Misko_Varesanovic wrote:A small selection of contemporary Turkish actresses:
1. Saadet Isıl Aksoy
2. Nur Aysan
3. Ezgi Asaroglu
4. Gulcan Aslan
5. Tuba Buyukustan
You forget to mention that one of these persons is not a Muslim using an additional Christian name, another one is living in USA and a third one is half German/Turkish, born in Germany.
I did not check out the private life of all the others in details and what they did in 2006, but it is a big difference if we talk about Islam somewhere in an ordinary city or rural area in the Asian part of Turkey or if we talk about the daily life of an actress of Turkish ethnicity living in the USA, California, Los Angeles and as a contract with L'Oreal Paris.
Maybe check out internet about honor killings related to Turkish people...
http://hbv-awareness.com/turkey-grapple ... -killings/
TURKEY: A drastic rise in reported “honor” killings and fatal domestic violence in Turkey has sparked a vigorous debate about the government’s recent attempts to address the problem. It also highlights the clash of conservative values with the country’s rapid modernization.
Government figures released in February suggest murders of women increased 14-fold in seven years, from 66 in 2002, to 953 in the first seven months of 2009. In the past seven months, one rights organization has compiled more than 264 cases – nearly one per day – reported in the press in which a woman was killed by a family member, husband, ex-husband, or partner.
https://www.nytimes.com/2017/05/30/worl ... lling.html
Hatun Surucu, 23, was killed at a Berlin bus stop when her youngest brother fired three bullets into her head. The brothers said the family’s honor had been offended because she divorced the man her family had forced her to marry at age 16 and then began dating and refused to wear a head scarf.
.....
Though her family is ethnically Kurdish, and originally from Turkey, Ms. Surucu was born and raised in Germany. Her murder, after a series of similar so-called honor killings of Muslim women in Germany, sent shock waves through the country.
.....
Prosecutors said that her conservative and religious brothers felt dishonored after she began refusing to wear a head scarf and started dating a German man. A German judge described the attack by Ayhan Surucu as “an ice-cold, execution-style murder.”
.....
Ms. Surucu’s youngest brother, Ayhan, admitted that he had killed her, and he was jailed for nine years in a German prison.

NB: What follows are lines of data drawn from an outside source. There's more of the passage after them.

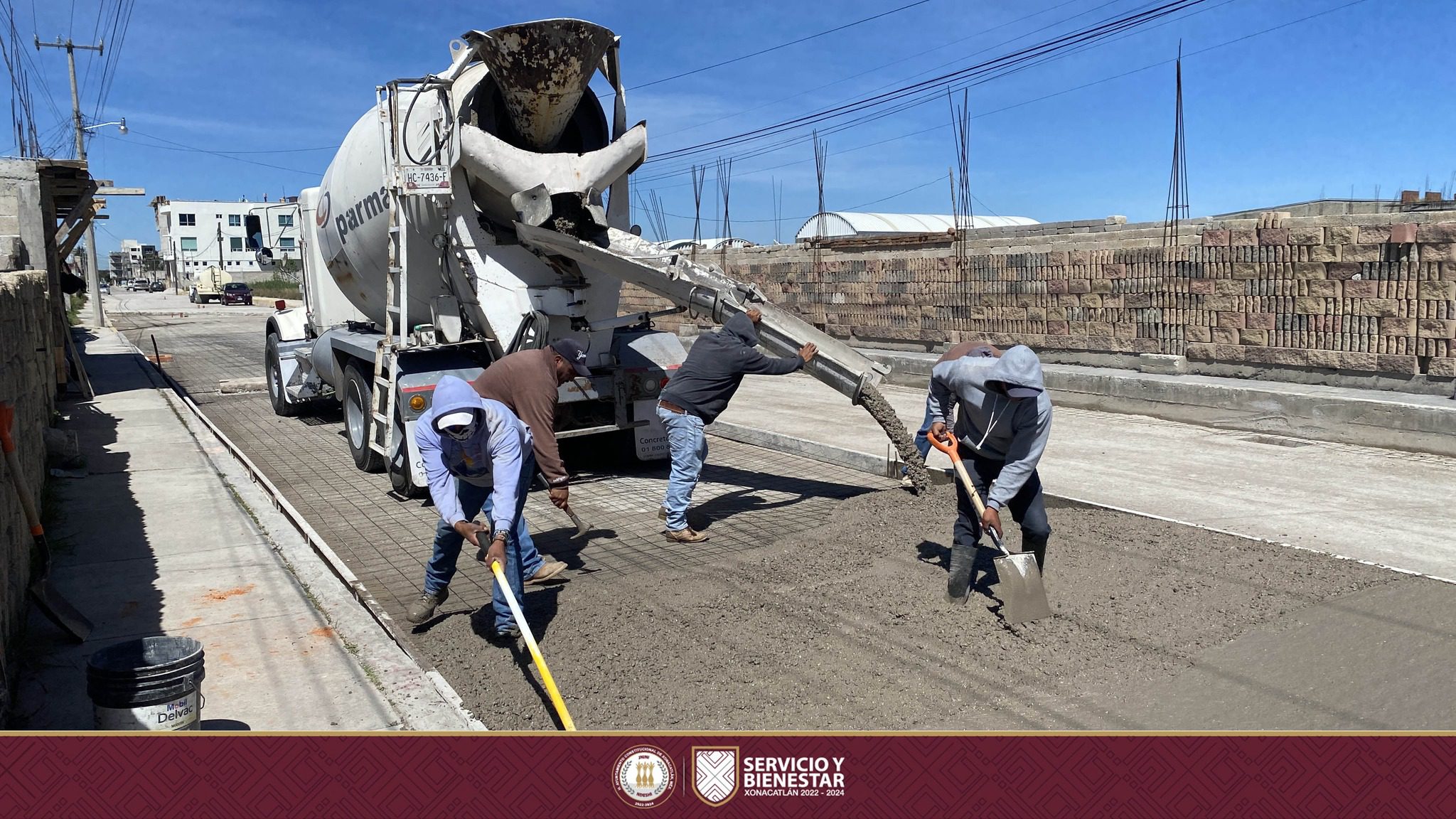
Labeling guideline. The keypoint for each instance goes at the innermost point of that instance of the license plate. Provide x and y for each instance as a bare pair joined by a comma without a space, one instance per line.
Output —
426,180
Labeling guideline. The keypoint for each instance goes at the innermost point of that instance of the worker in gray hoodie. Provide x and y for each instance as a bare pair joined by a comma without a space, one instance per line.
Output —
700,392
1004,424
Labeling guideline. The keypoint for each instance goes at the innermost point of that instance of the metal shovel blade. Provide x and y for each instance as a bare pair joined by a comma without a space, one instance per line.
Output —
1024,598
582,528
60,611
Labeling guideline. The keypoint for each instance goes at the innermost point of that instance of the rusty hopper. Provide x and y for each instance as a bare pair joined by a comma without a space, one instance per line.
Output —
542,70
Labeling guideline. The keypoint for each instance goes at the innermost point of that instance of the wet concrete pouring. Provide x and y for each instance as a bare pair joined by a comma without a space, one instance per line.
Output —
817,604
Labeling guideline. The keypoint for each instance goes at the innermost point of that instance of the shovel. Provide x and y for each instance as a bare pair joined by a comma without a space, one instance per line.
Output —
54,606
1024,598
582,528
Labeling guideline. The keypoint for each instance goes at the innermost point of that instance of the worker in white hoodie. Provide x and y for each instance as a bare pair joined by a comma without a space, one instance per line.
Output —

In a German documentary released in 2011, Mutlu Surucu said his sister’s “lifestyle change” justified her murder. “Why does a woman need to dress up so prettily?” he reportedly asked. “Why does she need to go out on the town? To attract men.”
Sorry, but this is no valid argument to kill a 23 y/o woman in Germany waiting for a bus with a gun...
Daily life is rather restricted for ordinary people in Turkey, especially women. I am not a feminist, but too much is too much.
https://www.theguardian.com/world/2010/ ... ive-turkey
The article below reported the arrest of relatives on suspicion of killing a teenager for having friendships with boys. More than 200 such killings take place each year, said the piece, "accounting for around half of all murders in Turkey". According to Eurostat, Turkey's yearly murder rate averaged 6.1 per 100,000 population between 2005 and 2007 (the latest figures), meaning that the 200 are actually set against an annual total of about 4,400.
Turkish police have recovered the body of a 16-year-old girl they say was buried alive by relatives in an "honour" killing carried out as punishment for talking to boys.
The girl, who has been identified only by the initials MM, was found in a sitting position with her hands tied, in a two-metre hole dug under a chicken pen outside her home in Kahta, in the south-eastern province of Adiyaman.
.....
the father had told relatives he was unhappy that his daughter – one of nine children – had male friends. The grandfather is said to have beaten her for having relations with the opposite sex.
A postmortem examination revealed large amounts of soil in her lungs and stomach, indicating that she had been alive and conscious while being buried.Her body showed no signs of bruising.
I don't care if you keep your daughter at home and if she does not follow give her some slaps in her face or some smacks on her bottom, I am OK with that.
However I will never be supportive to such severe mistreatment and killings. People who are doing such things to their own relatives are religious bigots, totally crazy and dangerous.
You present some rich women of the high society of Turkish ethnicity, living abroad or in Istanbul and tell me their life-style is about the same as those of the ordinary people in small cities or rural areas in the large Asian part of Turkey. That's totally wrong, of course.